Tuesday, September 13, 2011

To Test for Sharks, Of Course

My resilient computer 
Detail of the monitor damage and MacGyvered Solution
As I write this inaugural blog post, I'm accompanied by the mid-range shuddering whine of a computer fan limping slowly towards death.

My boyfriend's said that my computer's been on her last legs for at least two years now. She's cranky about the Creative Suite, she hates that I have—minimum—eight browser tabs open at once, and the monitor is now being held together by strategically placed drawing clips. I've dropped my laptop. I've accidentally poured an entire glass of water into the keyboard. I've had to replace the motherboard, two batteries, a stick of RAM, the trackpad, and the disk drive. The laptop itself is now tethered to a (replaced) power cord because I don't feel like paying the money for a new battery.
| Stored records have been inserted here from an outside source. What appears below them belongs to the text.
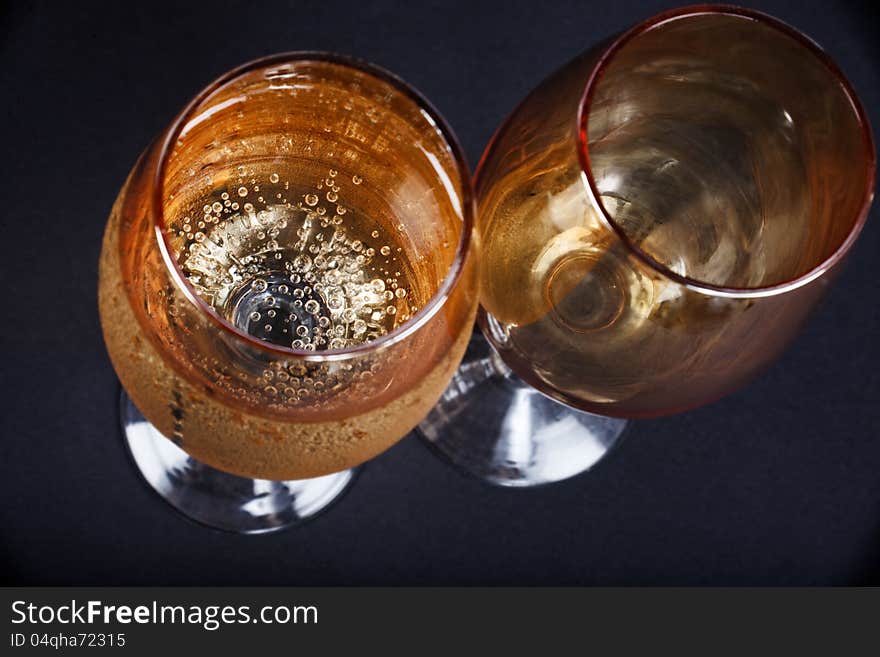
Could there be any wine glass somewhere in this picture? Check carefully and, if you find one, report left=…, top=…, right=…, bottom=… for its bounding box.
left=99, top=52, right=477, bottom=533
left=420, top=5, right=875, bottom=486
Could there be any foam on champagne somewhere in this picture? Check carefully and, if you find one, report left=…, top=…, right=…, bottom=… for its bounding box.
left=175, top=166, right=418, bottom=351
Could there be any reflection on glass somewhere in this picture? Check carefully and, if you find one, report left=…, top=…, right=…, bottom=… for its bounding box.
left=100, top=53, right=477, bottom=531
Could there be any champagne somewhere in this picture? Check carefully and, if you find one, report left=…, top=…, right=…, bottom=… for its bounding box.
left=177, top=166, right=421, bottom=351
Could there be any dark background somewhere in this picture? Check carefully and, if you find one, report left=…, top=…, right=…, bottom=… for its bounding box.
left=0, top=0, right=880, bottom=584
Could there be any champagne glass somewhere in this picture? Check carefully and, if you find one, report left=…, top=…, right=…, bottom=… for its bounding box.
left=99, top=52, right=477, bottom=533
left=420, top=5, right=875, bottom=486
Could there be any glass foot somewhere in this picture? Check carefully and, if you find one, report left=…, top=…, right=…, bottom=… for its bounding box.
left=418, top=334, right=629, bottom=487
left=120, top=391, right=355, bottom=534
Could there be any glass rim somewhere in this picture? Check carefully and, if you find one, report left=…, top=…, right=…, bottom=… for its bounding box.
left=575, top=4, right=877, bottom=299
left=150, top=50, right=476, bottom=362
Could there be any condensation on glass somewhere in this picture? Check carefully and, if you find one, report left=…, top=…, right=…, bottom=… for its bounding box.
left=476, top=7, right=875, bottom=417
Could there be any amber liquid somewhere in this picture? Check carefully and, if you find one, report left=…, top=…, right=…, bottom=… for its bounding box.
left=100, top=57, right=476, bottom=479
left=172, top=161, right=426, bottom=351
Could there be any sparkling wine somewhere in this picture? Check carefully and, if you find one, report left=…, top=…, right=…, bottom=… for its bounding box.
left=176, top=166, right=419, bottom=351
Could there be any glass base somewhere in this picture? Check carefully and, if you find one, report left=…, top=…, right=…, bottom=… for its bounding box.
left=120, top=390, right=356, bottom=534
left=418, top=333, right=629, bottom=488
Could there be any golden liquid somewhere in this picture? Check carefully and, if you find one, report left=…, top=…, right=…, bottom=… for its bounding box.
left=99, top=59, right=477, bottom=479
left=171, top=163, right=425, bottom=351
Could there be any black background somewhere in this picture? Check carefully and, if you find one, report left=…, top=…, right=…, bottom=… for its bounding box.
left=0, top=0, right=880, bottom=585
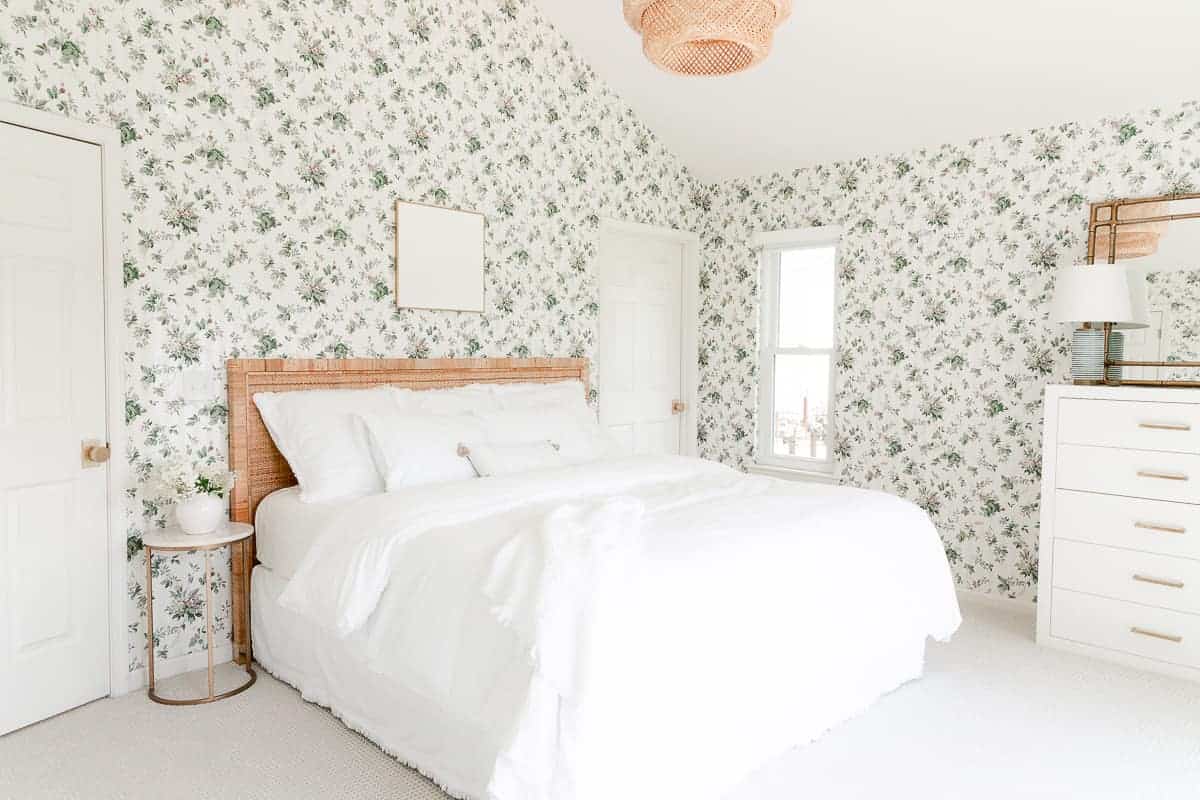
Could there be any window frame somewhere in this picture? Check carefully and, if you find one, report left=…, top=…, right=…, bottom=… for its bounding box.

When I first got my computer, she was a shiny new MacBook Pro, purchased with money I made by working two jobs the summer after my freshman year of college. Every day I woke up before 6 AM and pulled on one of three blindingly neon-green summer camp staff shirts and a pair of shorts. I then blearily made my way to the run-down golf cart derisively (and affectionately) known as the Putt-Putt and drove the 100 feet to punch the clock at the buildings and grounds office. From there, praying the Putt-Putt would make it up the hill onto the main road, I drove down to the campus pools. I would then clean pools for two hours before racing home only to immediately leave to work as a counselor at the camp whose pools I'd just cleaned.
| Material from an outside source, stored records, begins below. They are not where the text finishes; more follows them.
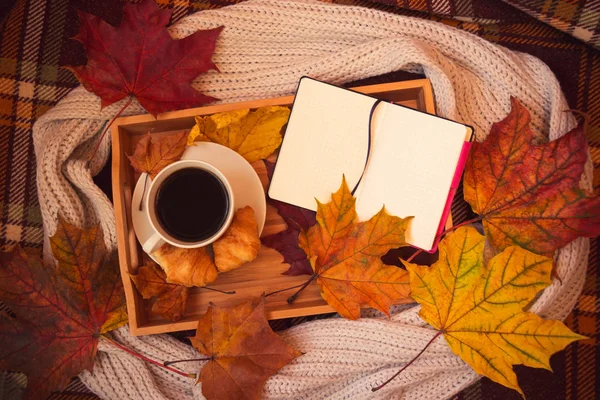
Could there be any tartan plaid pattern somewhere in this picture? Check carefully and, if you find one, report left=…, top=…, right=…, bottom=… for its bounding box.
left=0, top=0, right=600, bottom=400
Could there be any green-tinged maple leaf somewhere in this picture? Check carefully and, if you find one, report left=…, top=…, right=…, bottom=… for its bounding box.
left=298, top=179, right=410, bottom=319
left=404, top=226, right=584, bottom=394
left=464, top=98, right=600, bottom=255
left=0, top=220, right=127, bottom=399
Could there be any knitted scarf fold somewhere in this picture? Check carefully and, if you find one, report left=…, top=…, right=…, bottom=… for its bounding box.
left=33, top=0, right=592, bottom=400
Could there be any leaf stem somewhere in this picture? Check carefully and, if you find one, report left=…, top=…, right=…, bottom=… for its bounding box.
left=371, top=331, right=442, bottom=392
left=200, top=286, right=236, bottom=294
left=163, top=357, right=213, bottom=367
left=287, top=274, right=319, bottom=304
left=265, top=282, right=306, bottom=297
left=406, top=216, right=483, bottom=262
left=100, top=335, right=196, bottom=379
left=89, top=96, right=133, bottom=162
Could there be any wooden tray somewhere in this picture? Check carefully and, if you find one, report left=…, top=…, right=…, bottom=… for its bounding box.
left=112, top=79, right=435, bottom=336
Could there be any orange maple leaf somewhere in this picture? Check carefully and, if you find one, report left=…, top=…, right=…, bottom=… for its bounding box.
left=190, top=295, right=300, bottom=400
left=404, top=226, right=585, bottom=395
left=129, top=262, right=190, bottom=322
left=298, top=178, right=412, bottom=319
left=464, top=98, right=600, bottom=254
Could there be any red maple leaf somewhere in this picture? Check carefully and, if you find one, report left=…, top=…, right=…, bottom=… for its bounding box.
left=0, top=220, right=127, bottom=399
left=67, top=0, right=223, bottom=116
left=464, top=98, right=600, bottom=254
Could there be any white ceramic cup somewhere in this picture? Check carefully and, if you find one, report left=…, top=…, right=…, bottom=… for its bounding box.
left=142, top=160, right=235, bottom=254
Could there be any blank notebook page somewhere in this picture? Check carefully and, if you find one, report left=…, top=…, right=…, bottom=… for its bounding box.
left=269, top=78, right=377, bottom=211
left=355, top=103, right=470, bottom=250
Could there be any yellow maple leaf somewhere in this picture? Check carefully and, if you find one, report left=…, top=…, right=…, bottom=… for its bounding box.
left=187, top=106, right=290, bottom=162
left=404, top=226, right=585, bottom=395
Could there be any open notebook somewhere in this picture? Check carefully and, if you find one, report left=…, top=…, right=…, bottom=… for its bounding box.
left=269, top=77, right=473, bottom=251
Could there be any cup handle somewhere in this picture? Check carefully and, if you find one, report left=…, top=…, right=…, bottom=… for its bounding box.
left=142, top=232, right=166, bottom=254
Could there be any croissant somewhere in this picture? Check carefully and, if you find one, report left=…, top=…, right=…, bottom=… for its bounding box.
left=213, top=206, right=260, bottom=272
left=152, top=243, right=218, bottom=287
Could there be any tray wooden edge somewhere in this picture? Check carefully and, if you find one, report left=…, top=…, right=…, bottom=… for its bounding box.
left=111, top=78, right=436, bottom=336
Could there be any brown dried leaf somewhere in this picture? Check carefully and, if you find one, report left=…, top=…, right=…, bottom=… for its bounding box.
left=191, top=295, right=300, bottom=400
left=128, top=132, right=187, bottom=178
left=213, top=206, right=260, bottom=272
left=129, top=262, right=189, bottom=322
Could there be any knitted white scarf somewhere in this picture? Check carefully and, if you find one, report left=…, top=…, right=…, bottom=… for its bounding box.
left=34, top=0, right=591, bottom=400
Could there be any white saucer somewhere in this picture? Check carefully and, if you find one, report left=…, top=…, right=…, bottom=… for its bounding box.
left=131, top=142, right=267, bottom=256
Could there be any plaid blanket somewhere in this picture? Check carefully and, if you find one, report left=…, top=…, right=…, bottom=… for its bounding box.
left=0, top=0, right=600, bottom=400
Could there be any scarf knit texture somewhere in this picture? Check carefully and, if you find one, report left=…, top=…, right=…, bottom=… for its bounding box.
left=33, top=0, right=592, bottom=400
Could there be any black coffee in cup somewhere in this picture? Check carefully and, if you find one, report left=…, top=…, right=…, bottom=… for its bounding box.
left=155, top=167, right=230, bottom=242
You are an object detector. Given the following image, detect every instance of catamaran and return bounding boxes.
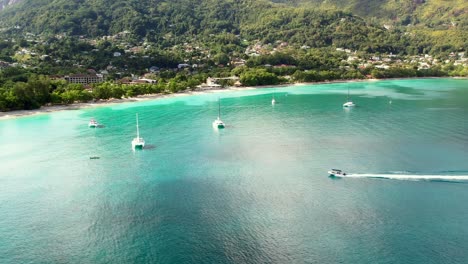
[132,114,145,149]
[343,86,356,107]
[328,169,346,177]
[88,118,99,128]
[213,98,225,128]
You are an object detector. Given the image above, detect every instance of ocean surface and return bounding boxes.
[0,79,468,264]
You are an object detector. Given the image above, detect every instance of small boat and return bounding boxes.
[213,98,225,128]
[132,114,145,149]
[328,169,346,177]
[88,118,99,128]
[343,86,356,107]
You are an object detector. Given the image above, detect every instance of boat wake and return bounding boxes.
[343,173,468,182]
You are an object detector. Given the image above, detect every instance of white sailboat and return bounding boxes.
[213,98,225,128]
[88,118,99,128]
[343,86,356,107]
[132,114,145,149]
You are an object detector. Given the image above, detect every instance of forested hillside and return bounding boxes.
[0,0,468,53]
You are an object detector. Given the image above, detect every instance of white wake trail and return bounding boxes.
[343,173,468,181]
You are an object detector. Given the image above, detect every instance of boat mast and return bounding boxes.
[218,97,221,119]
[136,113,140,139]
[346,85,349,102]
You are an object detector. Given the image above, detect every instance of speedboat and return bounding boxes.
[88,119,99,128]
[328,169,346,177]
[343,101,356,107]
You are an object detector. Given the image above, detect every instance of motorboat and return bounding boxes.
[328,169,346,177]
[132,114,145,149]
[343,101,356,107]
[88,118,99,128]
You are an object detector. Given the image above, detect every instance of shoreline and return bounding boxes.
[0,77,460,120]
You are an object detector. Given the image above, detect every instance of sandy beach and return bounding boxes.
[0,77,458,120]
[0,84,260,120]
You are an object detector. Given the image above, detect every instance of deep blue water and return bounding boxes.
[0,79,468,264]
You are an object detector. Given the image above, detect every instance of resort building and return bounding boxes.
[65,74,104,84]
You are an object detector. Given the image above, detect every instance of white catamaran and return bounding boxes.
[88,118,99,128]
[343,86,356,107]
[213,98,225,128]
[132,114,145,149]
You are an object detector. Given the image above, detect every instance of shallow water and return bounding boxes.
[0,79,468,263]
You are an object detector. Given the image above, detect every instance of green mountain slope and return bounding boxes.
[272,0,468,26]
[0,0,468,52]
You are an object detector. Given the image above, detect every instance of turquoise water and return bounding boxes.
[0,79,468,263]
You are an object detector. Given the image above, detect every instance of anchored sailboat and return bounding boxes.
[213,98,225,128]
[343,86,356,107]
[132,114,145,149]
[88,118,99,128]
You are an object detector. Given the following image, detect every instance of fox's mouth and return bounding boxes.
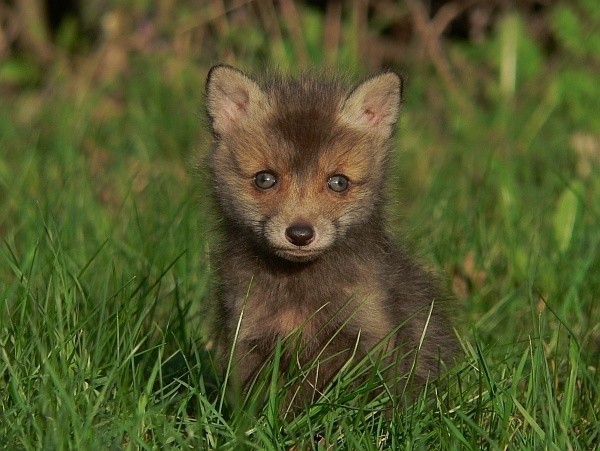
[275,247,322,262]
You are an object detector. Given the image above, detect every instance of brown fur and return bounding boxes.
[207,66,455,408]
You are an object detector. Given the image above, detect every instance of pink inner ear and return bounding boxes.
[363,108,380,125]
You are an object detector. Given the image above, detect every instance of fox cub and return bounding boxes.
[206,65,455,402]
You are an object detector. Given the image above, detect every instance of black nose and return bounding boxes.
[285,222,315,246]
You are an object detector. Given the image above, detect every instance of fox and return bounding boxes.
[205,65,457,405]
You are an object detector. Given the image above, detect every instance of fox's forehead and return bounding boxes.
[265,78,347,167]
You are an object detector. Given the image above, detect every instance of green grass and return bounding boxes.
[0,32,600,450]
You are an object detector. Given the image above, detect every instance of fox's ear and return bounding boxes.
[341,72,403,137]
[206,65,268,134]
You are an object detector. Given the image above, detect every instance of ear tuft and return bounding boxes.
[206,65,267,134]
[341,72,402,137]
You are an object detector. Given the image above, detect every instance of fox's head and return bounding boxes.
[206,65,402,261]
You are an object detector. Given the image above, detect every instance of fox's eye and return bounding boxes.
[254,171,277,189]
[327,175,348,193]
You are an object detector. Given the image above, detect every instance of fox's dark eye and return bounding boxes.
[254,171,277,189]
[327,175,348,193]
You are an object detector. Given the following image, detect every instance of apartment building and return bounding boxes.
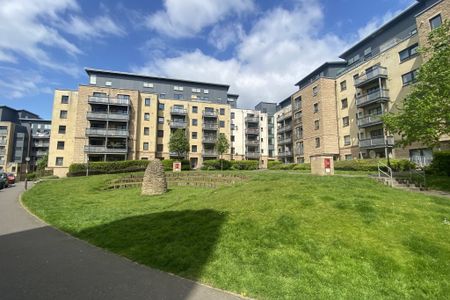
[288,0,450,162]
[0,106,51,175]
[274,97,294,163]
[48,68,238,176]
Admittedly, my work schedule bordered on masochism. Two hours of pool-cleaning followed by 8 hours of screaming children? Cleaning the pools took even more time when one of the cherubs saw fit to shit in the pool the previous day—not to mention the day after three separate pool-defecations. (Question: HOW do you lose control of your bowels in a pool??? Were the kids just abnormally terrified of drowning?) However, being able to demonstrate enough financial independence that I could buy my own computer was a pretty huge deal for me.

Understandably, it's with some amount of regret that I have to say goodbye to my computer. I understand that it's just a (very expensive) machine, but as I back up all of my data onto external hard drives I can't help but feel a small amount of sadness. This may just be a computer, but it was truly and honestly my first computer. I imagine this is something like how it must feel to say goodbye to a first car. The machine starts failing in some very real ways, but in the end something as insignificant as a worn out cooling fan can be the deciding factor in replacing it.